Due to regulatory requirements, third-party management is most prevalent in the financial sector. The use of third-party management systems is mandated by the Office of the Comptroller of the Currency for American national banks and federal savings associations. OCC bulletin 2013–29 explicates the third-party management requirements for financial institutions. The British Financial Conduct Authority (FCA) requires, under the SYSC 8.1 ‘Outsourcing Requirements’, that critical functions conducted by third parties must be continuously monitored.
The healthcare sector also has growing regulatory requirements that require third-party management. HIPAA, the Health Insurance Portability and Accountability Act, sets the standard for protecting private patient data. There are regulations around the saving  and storing of PHI, Protected Health Information which can be even more valuable than credit card information. The HITECH Act, signed in 2009 requires increased privacy and security obligations and extends those obligations to business associates.

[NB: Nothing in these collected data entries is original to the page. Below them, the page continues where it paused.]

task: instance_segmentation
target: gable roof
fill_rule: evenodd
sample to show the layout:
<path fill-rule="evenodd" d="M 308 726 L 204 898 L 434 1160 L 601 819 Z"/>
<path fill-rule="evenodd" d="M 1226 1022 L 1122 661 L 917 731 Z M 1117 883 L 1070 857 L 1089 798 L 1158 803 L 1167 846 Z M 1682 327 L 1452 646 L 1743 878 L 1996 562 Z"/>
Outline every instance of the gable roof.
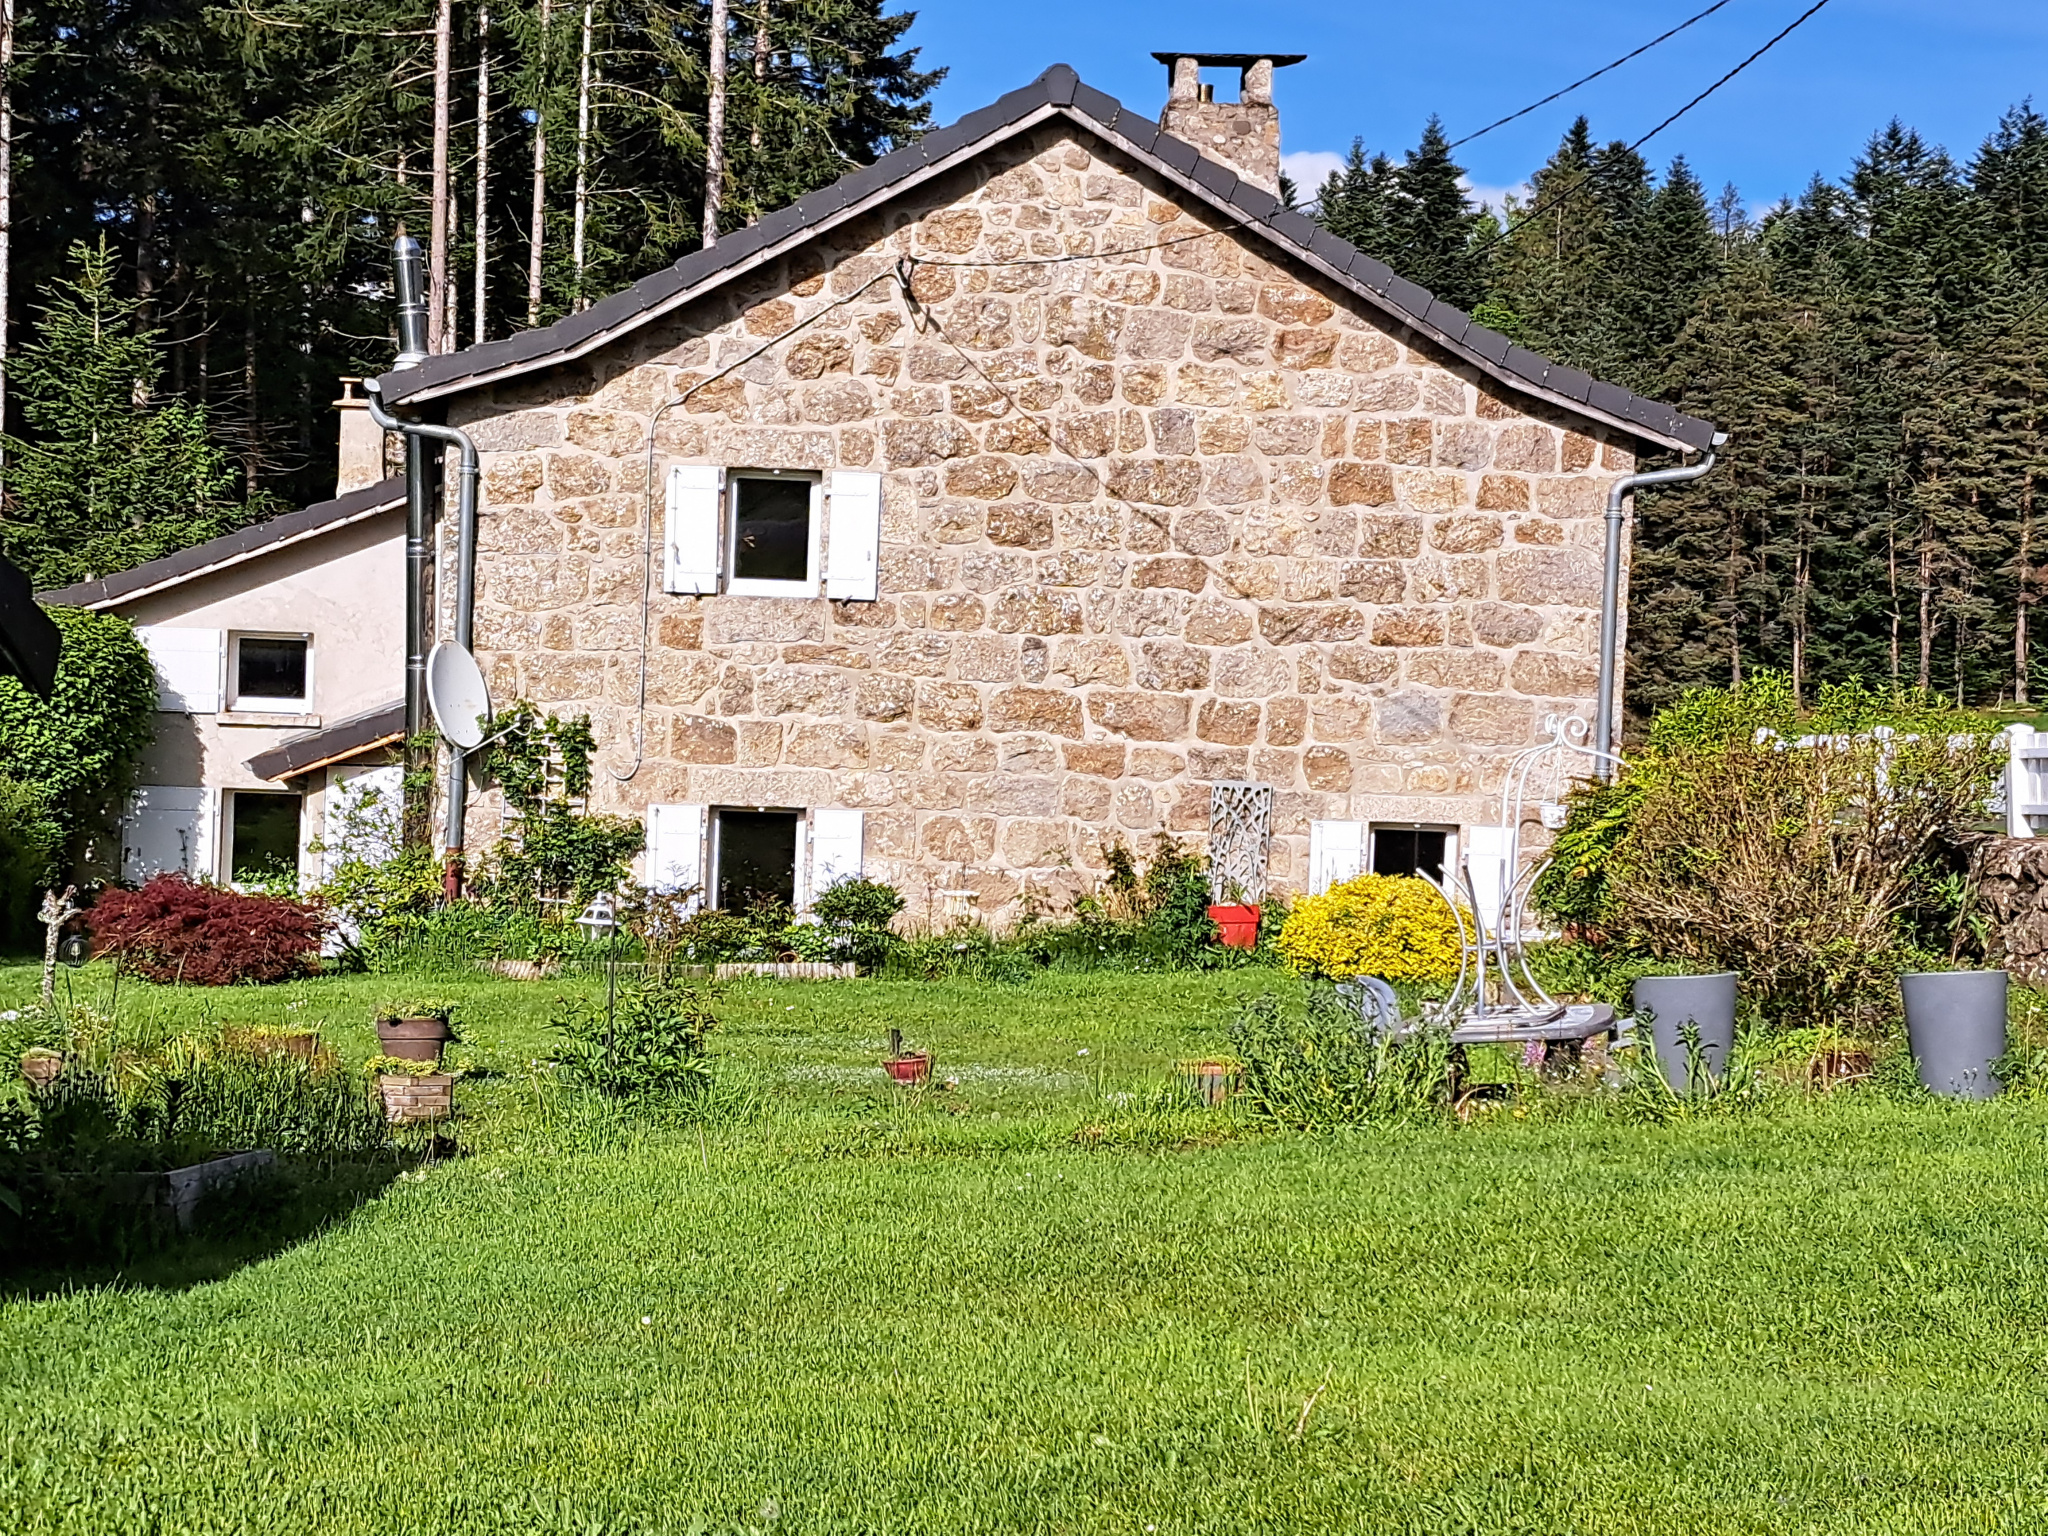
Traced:
<path fill-rule="evenodd" d="M 310 507 L 273 517 L 267 523 L 237 528 L 233 533 L 224 533 L 204 544 L 194 544 L 190 549 L 147 561 L 132 570 L 116 571 L 97 581 L 81 581 L 76 586 L 60 587 L 54 592 L 37 595 L 45 603 L 70 608 L 111 608 L 131 598 L 145 597 L 166 587 L 210 576 L 215 571 L 240 565 L 244 560 L 272 550 L 333 533 L 404 504 L 405 481 L 394 475 L 389 480 L 366 485 L 332 501 L 316 501 Z"/>
<path fill-rule="evenodd" d="M 1054 118 L 1065 118 L 1116 146 L 1206 204 L 1227 223 L 1242 226 L 1244 234 L 1263 238 L 1285 256 L 1349 290 L 1396 325 L 1414 330 L 1509 389 L 1666 448 L 1698 451 L 1712 446 L 1717 436 L 1712 422 L 1602 383 L 1577 368 L 1553 363 L 1516 346 L 1498 331 L 1475 324 L 1462 309 L 1396 276 L 1384 262 L 1339 239 L 1307 215 L 1282 207 L 1272 193 L 1244 180 L 1230 167 L 1204 158 L 1194 145 L 1161 132 L 1151 118 L 1082 84 L 1065 64 L 1055 64 L 1022 90 L 840 177 L 829 187 L 807 193 L 758 224 L 721 235 L 710 249 L 693 251 L 674 266 L 642 278 L 581 314 L 503 341 L 430 357 L 416 368 L 385 374 L 378 386 L 387 402 L 424 403 L 587 356 L 648 321 L 776 260 L 814 235 L 858 218 Z"/>

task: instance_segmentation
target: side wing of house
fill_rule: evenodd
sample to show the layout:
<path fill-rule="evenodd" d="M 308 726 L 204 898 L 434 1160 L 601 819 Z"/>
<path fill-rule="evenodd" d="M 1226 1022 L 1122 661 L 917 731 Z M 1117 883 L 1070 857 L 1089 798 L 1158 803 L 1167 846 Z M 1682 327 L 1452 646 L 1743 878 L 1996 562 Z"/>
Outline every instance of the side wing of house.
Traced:
<path fill-rule="evenodd" d="M 402 691 L 402 506 L 387 481 L 44 594 L 129 619 L 156 667 L 156 736 L 108 873 L 319 877 L 330 769 L 360 754 L 287 754 L 294 771 L 280 777 L 262 760 L 337 726 L 346 735 Z"/>

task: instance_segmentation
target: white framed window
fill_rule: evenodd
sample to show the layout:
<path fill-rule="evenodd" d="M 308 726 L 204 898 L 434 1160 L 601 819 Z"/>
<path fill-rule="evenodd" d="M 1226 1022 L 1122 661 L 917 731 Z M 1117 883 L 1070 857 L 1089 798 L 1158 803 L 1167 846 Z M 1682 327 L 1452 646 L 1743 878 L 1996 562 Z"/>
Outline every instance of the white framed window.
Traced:
<path fill-rule="evenodd" d="M 1441 884 L 1458 867 L 1458 829 L 1432 822 L 1375 821 L 1366 834 L 1375 875 L 1427 875 Z"/>
<path fill-rule="evenodd" d="M 267 789 L 228 792 L 228 881 L 237 886 L 298 883 L 302 795 Z"/>
<path fill-rule="evenodd" d="M 313 707 L 310 635 L 234 634 L 228 639 L 228 707 L 303 715 Z"/>
<path fill-rule="evenodd" d="M 725 477 L 725 590 L 734 597 L 816 597 L 824 482 L 794 470 Z"/>

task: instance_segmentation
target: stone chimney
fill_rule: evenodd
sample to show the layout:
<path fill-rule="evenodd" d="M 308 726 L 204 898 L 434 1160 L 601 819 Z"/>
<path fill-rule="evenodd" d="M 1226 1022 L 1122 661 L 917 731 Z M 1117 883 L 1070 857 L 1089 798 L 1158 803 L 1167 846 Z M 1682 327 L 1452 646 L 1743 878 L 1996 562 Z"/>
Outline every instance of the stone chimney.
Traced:
<path fill-rule="evenodd" d="M 1246 181 L 1280 195 L 1280 109 L 1273 105 L 1273 71 L 1299 64 L 1305 53 L 1155 53 L 1166 66 L 1166 110 L 1159 126 Z M 1237 100 L 1217 101 L 1202 83 L 1204 69 L 1238 72 Z"/>
<path fill-rule="evenodd" d="M 384 429 L 370 420 L 370 402 L 356 392 L 361 379 L 343 379 L 341 398 L 334 402 L 341 413 L 340 464 L 334 476 L 334 494 L 346 496 L 384 478 Z"/>

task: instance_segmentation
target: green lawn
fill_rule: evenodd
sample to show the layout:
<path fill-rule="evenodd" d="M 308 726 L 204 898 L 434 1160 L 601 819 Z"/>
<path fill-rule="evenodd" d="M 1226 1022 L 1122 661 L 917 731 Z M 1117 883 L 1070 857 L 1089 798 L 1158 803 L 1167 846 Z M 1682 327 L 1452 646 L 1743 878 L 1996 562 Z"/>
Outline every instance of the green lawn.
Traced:
<path fill-rule="evenodd" d="M 2048 1528 L 2048 1111 L 1148 1108 L 1275 984 L 748 985 L 745 1093 L 636 1129 L 531 1070 L 560 988 L 472 983 L 474 1155 L 0 1303 L 0 1530 Z M 394 990 L 123 1012 L 296 994 L 367 1054 Z M 892 1023 L 959 1086 L 892 1097 Z"/>

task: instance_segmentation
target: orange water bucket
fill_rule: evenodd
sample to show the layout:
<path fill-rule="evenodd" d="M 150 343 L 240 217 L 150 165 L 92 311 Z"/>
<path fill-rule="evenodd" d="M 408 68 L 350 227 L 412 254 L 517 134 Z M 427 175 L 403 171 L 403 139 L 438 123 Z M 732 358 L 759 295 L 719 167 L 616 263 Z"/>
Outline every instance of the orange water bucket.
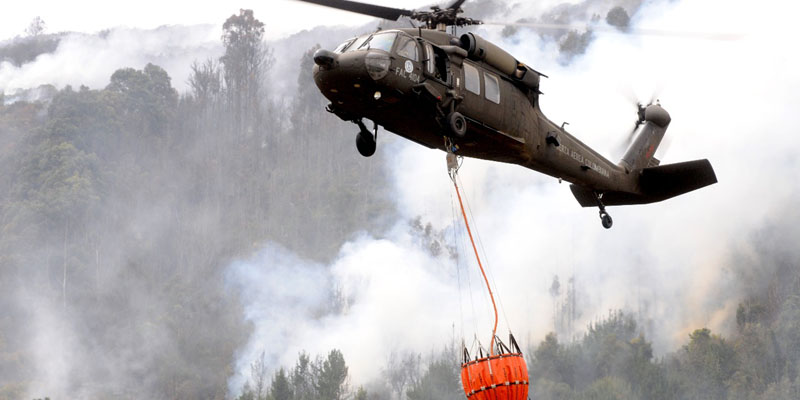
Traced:
<path fill-rule="evenodd" d="M 498 341 L 499 354 L 469 360 L 464 349 L 461 383 L 470 400 L 526 400 L 528 398 L 528 366 L 522 352 L 511 337 L 514 352 Z"/>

While other industries are not required by law to have third-party management systems in place, most non-financial companies are bound by anti-bribery/anti-corruption (ABAC) and other regulations. Consequently, many of them manage their third parties and have adopted third-party-management solutions.
Third-party management solutions
Third-party management solutions are technologies and systems designed to automate the performance of one or more third-party management processes or functions. Such solutions are external-facing and designed to complement internal-facing governance, risk and compliance (GRC) systems and processes. They run on both on-premises-installed and SaaS-delivered enterprise platforms.
Security ratings services (SRS), subscription services which “provide continuous, independent quantitative security analysis and scoring for organizational entities,” are gaining popularity as well. The market for SRS becomes increasingly competitive as providers such as UpGuard, BitSight and Panorays offer companies to compile different risk factors to calculate a quantitative score for vendor comparison.